Progress and problems in hashing out government mobile baseline
- By Amber Corrin
- Apr 04, 2013
As government agencies work to implement measures under the White House's digital government strategy, leaders say collaboration and learning as they go along are helping to propel progress.
The strategy includes a slate of deliverables that will be due as the effort reaches the 12-month milestone in June. Among them is milestone 10.2, a directive for the Homeland Security Department, Defense Department and National Institute of Standards and Technology to develop a government-wide mobile and wireless security baseline, including security reference architectures. According to officials, the final plan is expected in the coming weeks, but the road to get there has been bumpy at best.
"It is not as easy as it sounds to go through 700-some controls and figure out what constitutes a baseline for the federal government," said David Carroll, chief information security architect at DHS and co-chair of both the federal CIO Council's mobile technology tiger team and the committee on national security systems' mobile and wireless working group.
The plan is designed as a package that provides the baseline as well as a roadmap for getting there. "This baseline will come out looking something like a DOD overlay – it will have a descriptive capability package. The reference architecture is like a playbook; it says if you're here and this type of user and mission, here's how you start making decisions at this point to get you to the baseline," Carroll said. "We want to be able to lay this in front of somebody and say, 'You are here, and here are your problem sets.'"
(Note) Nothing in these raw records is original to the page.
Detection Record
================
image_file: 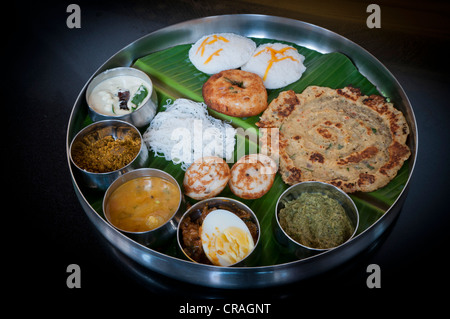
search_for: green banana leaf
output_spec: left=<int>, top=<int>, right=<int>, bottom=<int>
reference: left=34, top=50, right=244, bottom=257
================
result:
left=80, top=38, right=409, bottom=266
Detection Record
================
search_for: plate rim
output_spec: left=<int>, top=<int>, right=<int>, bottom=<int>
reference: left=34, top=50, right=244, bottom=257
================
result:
left=66, top=14, right=418, bottom=288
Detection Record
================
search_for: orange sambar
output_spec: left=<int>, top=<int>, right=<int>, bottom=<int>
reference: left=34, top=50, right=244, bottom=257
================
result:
left=105, top=177, right=181, bottom=232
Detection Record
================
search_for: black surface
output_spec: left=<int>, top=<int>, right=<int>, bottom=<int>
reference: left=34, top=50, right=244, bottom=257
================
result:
left=9, top=0, right=450, bottom=315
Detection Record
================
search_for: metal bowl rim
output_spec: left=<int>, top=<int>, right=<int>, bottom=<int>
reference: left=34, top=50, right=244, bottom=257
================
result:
left=85, top=66, right=153, bottom=120
left=274, top=181, right=359, bottom=252
left=102, top=167, right=183, bottom=235
left=176, top=196, right=261, bottom=269
left=68, top=119, right=146, bottom=179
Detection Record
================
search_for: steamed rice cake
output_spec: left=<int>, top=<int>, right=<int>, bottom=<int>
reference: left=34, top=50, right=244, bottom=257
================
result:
left=189, top=33, right=256, bottom=74
left=241, top=43, right=306, bottom=89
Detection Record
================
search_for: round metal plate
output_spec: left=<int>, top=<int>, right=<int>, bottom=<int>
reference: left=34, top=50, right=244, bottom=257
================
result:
left=66, top=14, right=418, bottom=288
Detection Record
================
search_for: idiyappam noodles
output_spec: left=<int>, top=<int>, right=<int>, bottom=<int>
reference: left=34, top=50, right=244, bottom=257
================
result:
left=143, top=99, right=236, bottom=170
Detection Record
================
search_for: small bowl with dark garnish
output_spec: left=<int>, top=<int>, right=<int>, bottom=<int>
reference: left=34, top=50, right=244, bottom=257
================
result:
left=86, top=67, right=158, bottom=129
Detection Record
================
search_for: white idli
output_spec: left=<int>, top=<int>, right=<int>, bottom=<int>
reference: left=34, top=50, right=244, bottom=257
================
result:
left=241, top=43, right=306, bottom=89
left=189, top=33, right=256, bottom=74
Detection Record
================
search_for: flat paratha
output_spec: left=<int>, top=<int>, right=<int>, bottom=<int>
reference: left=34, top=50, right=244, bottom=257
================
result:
left=256, top=86, right=410, bottom=193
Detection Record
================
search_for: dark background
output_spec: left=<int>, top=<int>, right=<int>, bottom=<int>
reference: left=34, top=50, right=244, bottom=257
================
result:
left=7, top=0, right=450, bottom=315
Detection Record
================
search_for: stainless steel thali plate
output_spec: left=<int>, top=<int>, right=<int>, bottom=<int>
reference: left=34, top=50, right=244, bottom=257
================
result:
left=66, top=14, right=418, bottom=288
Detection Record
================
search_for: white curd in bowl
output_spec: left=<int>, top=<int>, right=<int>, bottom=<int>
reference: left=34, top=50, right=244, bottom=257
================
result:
left=88, top=75, right=152, bottom=116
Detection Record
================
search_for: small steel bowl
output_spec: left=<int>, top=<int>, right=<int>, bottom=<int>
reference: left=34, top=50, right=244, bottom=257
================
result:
left=272, top=181, right=359, bottom=259
left=69, top=120, right=149, bottom=191
left=86, top=67, right=158, bottom=129
left=102, top=168, right=185, bottom=248
left=177, top=197, right=261, bottom=267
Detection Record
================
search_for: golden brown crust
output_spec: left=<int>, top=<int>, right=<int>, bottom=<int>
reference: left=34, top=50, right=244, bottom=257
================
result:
left=257, top=86, right=410, bottom=193
left=183, top=156, right=230, bottom=200
left=202, top=70, right=267, bottom=117
left=228, top=154, right=277, bottom=199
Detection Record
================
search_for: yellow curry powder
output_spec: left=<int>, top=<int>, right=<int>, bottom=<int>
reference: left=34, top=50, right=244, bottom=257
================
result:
left=72, top=134, right=141, bottom=173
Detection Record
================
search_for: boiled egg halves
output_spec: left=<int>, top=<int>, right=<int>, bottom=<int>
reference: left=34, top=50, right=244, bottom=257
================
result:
left=201, top=209, right=255, bottom=266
While Carroll said he expects to wrap up by next month, both he and Kevin Cox, program manager of the information security tools team on the IT security staff at the Justice Department, noted it has been a laborious process getting there.
Cox, who co-chairs the CIO council tiger team with Carroll, said that their team talked to agencies to learn what they were doing, what their longer-term mission requirements were, and what they wanted to be able to do. They also worked to find gaps preventing them from moving forward.
"The real aim is to enable new technology, not to put up roadblocks," Cox said. "But at the same time, as the government, we have to ensure that our data is protected and personally identifiable information from citizenry is protected. So we have to really establish what is minimally acceptable for everybody to ensure the infrastructure is protected as well as the data itself."
Along the way, Carroll said he found that many agency leaders were not sure where to begin. "You never expect folks to ask how to make a decision, especially those of us within the information security – that's all we do, analyze, break things down into little parts and apply policy," Carroll said. "But halfway through process people were asking, 'how do I even start?'"
To answer that question, Carroll said, he helped convene a team to create a decision framework model, layering government efforts in a range of security-related areas, such as tailored risk models and frameworks being used at DOD and in the intelligence community. He also said leadership must focus on user information and location – which can be anywhere these days – as well as balancing decisions between security and other concerns, such as economics and capabilities.
Both Carroll and Cox emphasized the need for industry to have a seat at the table in able to create a seamless mobile environment within the government.
"A lot of what we're trying to do here is speak as one voice within the federal government to our industry partners, to tell them what we expect," Carroll said. "That will take the form of the baseline, that will take the form of the reference architecture and it will make clear what our conditions are."
While the effort is driven by the White House, the speakers also acknowledged the power of the federal workforce's growing demand to embrace technology and to be able to work anywhere, any time.
"There will be future technologies to deal with, and we want to be able – to the extend it makes sense – to enable teleworkers to do their day-to-day jobs and perhaps gain efficiencies and capabilities," Cox said. "So this process will continue as new technologies come down...and from a federal standpoint we're going to try to enable that and meet mission requirements securely."